Lucy frowns again. “That seems like it’s not doing very much. What else have you got?”
“Our third model has a precision of 13%, and we managed to get the recall up to 82% on this one.”
“That sounds promising,” Lucy says. “That’d sure catch a lot more fraud.”
“That’s true,” Janet agrees, “it’s got an F1-score of 0.13677, though. That means overall it would perform worse than even the model we are currently using.”
Lucy stares at the screen, trying to make sense of the numbers.
“I don’t get it. Why is that? It’s got like 30% more recall, that should catch way more fraud cases.
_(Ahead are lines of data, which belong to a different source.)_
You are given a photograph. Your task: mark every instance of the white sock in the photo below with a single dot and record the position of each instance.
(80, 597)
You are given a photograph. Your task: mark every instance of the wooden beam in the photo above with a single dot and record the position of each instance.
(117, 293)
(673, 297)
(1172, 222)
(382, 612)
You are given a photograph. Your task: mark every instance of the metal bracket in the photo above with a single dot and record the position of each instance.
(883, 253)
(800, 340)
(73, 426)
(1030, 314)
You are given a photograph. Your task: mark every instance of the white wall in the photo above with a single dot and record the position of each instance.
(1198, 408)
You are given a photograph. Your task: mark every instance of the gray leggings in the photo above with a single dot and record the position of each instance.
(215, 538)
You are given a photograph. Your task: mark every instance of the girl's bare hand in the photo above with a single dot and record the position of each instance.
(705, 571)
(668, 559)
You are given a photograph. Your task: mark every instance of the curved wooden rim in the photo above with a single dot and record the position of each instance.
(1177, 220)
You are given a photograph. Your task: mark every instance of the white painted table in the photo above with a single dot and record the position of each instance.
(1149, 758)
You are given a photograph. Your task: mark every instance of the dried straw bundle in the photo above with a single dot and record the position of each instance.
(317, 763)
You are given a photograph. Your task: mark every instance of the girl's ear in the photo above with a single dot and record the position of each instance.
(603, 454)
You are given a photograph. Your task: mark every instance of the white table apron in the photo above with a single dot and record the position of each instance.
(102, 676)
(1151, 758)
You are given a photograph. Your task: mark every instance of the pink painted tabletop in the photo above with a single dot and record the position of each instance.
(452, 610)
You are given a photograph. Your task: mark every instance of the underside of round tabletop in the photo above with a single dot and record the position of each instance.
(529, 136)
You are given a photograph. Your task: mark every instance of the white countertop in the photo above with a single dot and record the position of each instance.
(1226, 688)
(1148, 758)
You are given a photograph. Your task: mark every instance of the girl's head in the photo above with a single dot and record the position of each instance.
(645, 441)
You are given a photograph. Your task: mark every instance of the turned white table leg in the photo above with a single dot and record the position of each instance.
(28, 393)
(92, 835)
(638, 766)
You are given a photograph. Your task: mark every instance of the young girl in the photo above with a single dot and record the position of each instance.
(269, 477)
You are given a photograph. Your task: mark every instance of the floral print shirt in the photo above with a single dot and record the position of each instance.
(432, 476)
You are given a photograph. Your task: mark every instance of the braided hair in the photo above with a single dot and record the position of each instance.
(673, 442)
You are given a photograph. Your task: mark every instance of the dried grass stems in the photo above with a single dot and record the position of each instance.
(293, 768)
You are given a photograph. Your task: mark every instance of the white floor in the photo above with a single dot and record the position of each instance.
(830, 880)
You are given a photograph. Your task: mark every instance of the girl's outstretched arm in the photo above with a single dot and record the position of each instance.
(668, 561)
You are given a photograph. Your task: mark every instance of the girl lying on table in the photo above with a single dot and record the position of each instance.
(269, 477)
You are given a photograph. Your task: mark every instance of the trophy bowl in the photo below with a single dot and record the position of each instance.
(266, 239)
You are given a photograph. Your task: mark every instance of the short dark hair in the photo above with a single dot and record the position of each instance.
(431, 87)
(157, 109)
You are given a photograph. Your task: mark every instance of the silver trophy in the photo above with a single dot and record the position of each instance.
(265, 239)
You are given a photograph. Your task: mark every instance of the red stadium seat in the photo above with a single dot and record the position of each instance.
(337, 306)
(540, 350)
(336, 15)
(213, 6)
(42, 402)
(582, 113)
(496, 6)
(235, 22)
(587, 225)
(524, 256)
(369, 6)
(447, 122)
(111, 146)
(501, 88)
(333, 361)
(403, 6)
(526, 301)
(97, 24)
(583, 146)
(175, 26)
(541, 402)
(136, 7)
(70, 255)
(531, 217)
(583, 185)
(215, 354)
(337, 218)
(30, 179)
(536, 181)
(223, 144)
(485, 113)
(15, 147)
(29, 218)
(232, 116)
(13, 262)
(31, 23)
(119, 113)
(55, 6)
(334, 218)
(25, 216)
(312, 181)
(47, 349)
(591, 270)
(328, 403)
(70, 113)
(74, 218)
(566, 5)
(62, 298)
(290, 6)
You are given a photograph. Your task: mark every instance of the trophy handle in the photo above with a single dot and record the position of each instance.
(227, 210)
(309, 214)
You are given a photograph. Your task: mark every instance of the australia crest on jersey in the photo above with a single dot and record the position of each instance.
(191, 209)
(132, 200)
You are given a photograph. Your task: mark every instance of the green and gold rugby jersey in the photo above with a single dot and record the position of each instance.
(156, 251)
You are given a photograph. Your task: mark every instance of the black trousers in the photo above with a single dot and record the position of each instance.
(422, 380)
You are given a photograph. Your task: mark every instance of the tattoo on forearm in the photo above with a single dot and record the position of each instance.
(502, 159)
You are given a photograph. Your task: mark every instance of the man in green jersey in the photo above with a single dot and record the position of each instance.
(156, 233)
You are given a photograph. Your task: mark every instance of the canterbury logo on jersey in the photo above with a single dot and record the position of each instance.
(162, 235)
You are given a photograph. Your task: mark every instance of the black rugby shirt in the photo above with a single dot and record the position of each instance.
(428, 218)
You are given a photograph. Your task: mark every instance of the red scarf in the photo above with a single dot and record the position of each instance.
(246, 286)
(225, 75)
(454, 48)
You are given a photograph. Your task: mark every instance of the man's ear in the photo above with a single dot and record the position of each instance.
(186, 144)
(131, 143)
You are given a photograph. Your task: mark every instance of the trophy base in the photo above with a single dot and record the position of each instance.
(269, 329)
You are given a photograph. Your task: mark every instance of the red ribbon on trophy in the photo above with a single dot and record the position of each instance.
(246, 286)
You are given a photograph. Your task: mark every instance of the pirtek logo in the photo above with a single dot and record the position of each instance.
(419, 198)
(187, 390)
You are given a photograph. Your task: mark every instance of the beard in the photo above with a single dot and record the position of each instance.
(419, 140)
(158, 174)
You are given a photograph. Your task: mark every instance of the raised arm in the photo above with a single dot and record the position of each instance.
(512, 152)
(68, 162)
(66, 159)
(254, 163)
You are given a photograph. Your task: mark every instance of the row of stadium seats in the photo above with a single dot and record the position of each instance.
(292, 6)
The difference in precision is so small.”
“It’s because of the cost,” Janet explains. “Instead of 5 out of 10, it will now catch 8 out of 10 fraud cases, but for each 10 suspected cases, 9 will be honest customers. That’s more than twice as many, and those cases are more expensive.”
Lucy frowns at the screen for a bit longer, then nods.
“Yes. Yes, I see now. Okay, that sounds to me like we’ve got something to work with.”
The three agree for the team to continue working and to report regularly on their findings.
Lucy, Ehsan and Janet meet again after the development period for the proof of concept has concluded. Ehsan and Janet have prepared a few slides to help Lucy report the results of the project to her supervisor.
“So, what’s the latest result of the model development?”
Ehsan and Janet both smile.
“We managed to get both the precision and the recall up a little, to 23% and 76% respectively.” Janet says, and Ehsan adds:
“That means the F1 score is now up from 0.22912 to 0.23984.”
Lucy lets her eyes wander over the figures on the screen.
“Good work! And this means the customer experience has not gotten worse, right?”
“Yes,” Ehsan confirms.
“And we catch 50% more fraud cases than before?”
“Great. You’ve given me some great tools to show the performance of the model. I’m really chuffed about what we’ve achieved. I’ll add your data to my presentation and let you know how we go.”
The board is impressed to have tangible, real world effects as part of the description of the model performance and applaud Lucy for a well-prepared presentation.
“Accuracy isn’t everything. Always bring it down to the dollar value,” she writes down, with a little set of scales drawn next to it. “If I can understand it, I can explain it.”
She puts the notes aside and turns to her laptop. Time to get on to the next project.